In addition, according to the present invention, since the pattern P may be etched to a preset depth on the group III nitride semiconductor layer C or the bonding layer B, it is advantageous for the wafer bonding process. That is, in the case of direct wafer bonding, it is quite sensitive to the surface roughness of the surface on which the wafer is bonded and wafer bowing, but according to the patterning of the present invention, there is an advantage in that the strict wafer surface roughness and bowing issue can be considerably alleviated. In addition, according to the patterning of the present invention, since gas generated inside the bonding layer B during the wafer bonding process can be easily discharged, the bonding strength of the bonding layer B can be reinforced in a void-free manner, and structural stress and thermo-mechanical induced stress can also be more effectively buffered.

In addition, according to the present invention, since the high heat dissipation support substrate S is made of a polycrystalline ceramic, there is an advantage in that the high heat dissipation support substrate is better than a single crystalline ceramic in terms of cost competitiveness.

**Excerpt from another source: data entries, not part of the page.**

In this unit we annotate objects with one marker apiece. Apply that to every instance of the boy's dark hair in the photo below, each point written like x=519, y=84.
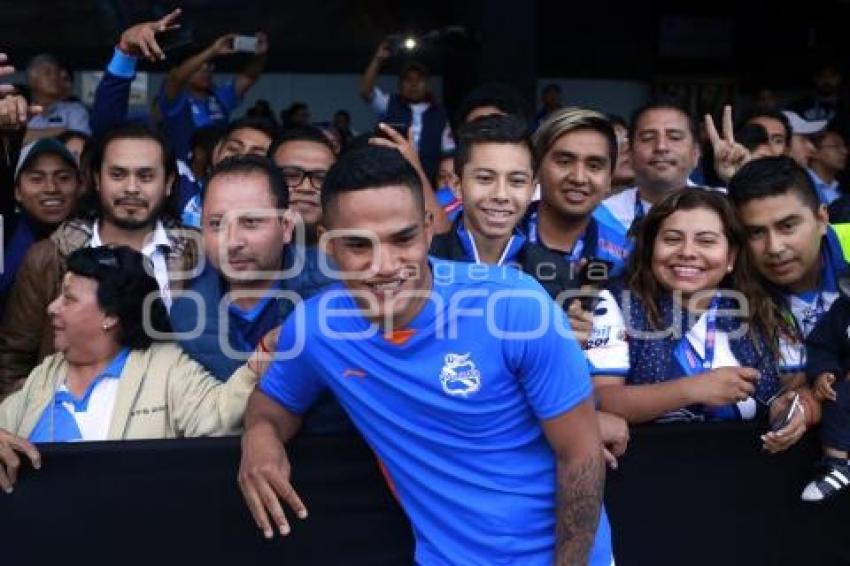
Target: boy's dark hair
x=258, y=123
x=90, y=205
x=662, y=104
x=300, y=133
x=247, y=164
x=491, y=129
x=571, y=119
x=769, y=177
x=773, y=115
x=369, y=167
x=498, y=95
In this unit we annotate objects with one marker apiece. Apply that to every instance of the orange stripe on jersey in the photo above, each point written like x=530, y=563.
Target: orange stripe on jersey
x=399, y=337
x=387, y=477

In addition, according to the present invention, the polarity of the surface of the semiconductor layer C initially grown on the growth substrate G and the polarity of the surface of the semiconductor layer C finally formed on the support substrate S may be the same. To successfully execute this, a process for converting the rough surface due to the above-described laser damage region formed during the process and the ID and IDB that are inherently present, etc., into a mirror-like surface should be introduced.

A method S300 of manufacturing a group III nitride semiconductor template according to the third embodiment of the present invention will now be described in detail with reference to the accompanying drawings.

FIG. 1 shows a semiconductor template manufactured by a method of manufacturing a group III nitride semiconductor template according to first to fourth embodiments of the present invention, FIG. 2 shows that an element active layer is grown on the semiconductor template manufactured by the method of manufacturing a group III nitride semiconductor template according to the first to fourth embodiments of the present invention, and FIG. 7 is a flowchart of the method of manufacturing a group III nitride semiconductor template according to the third embodiment of the present invention.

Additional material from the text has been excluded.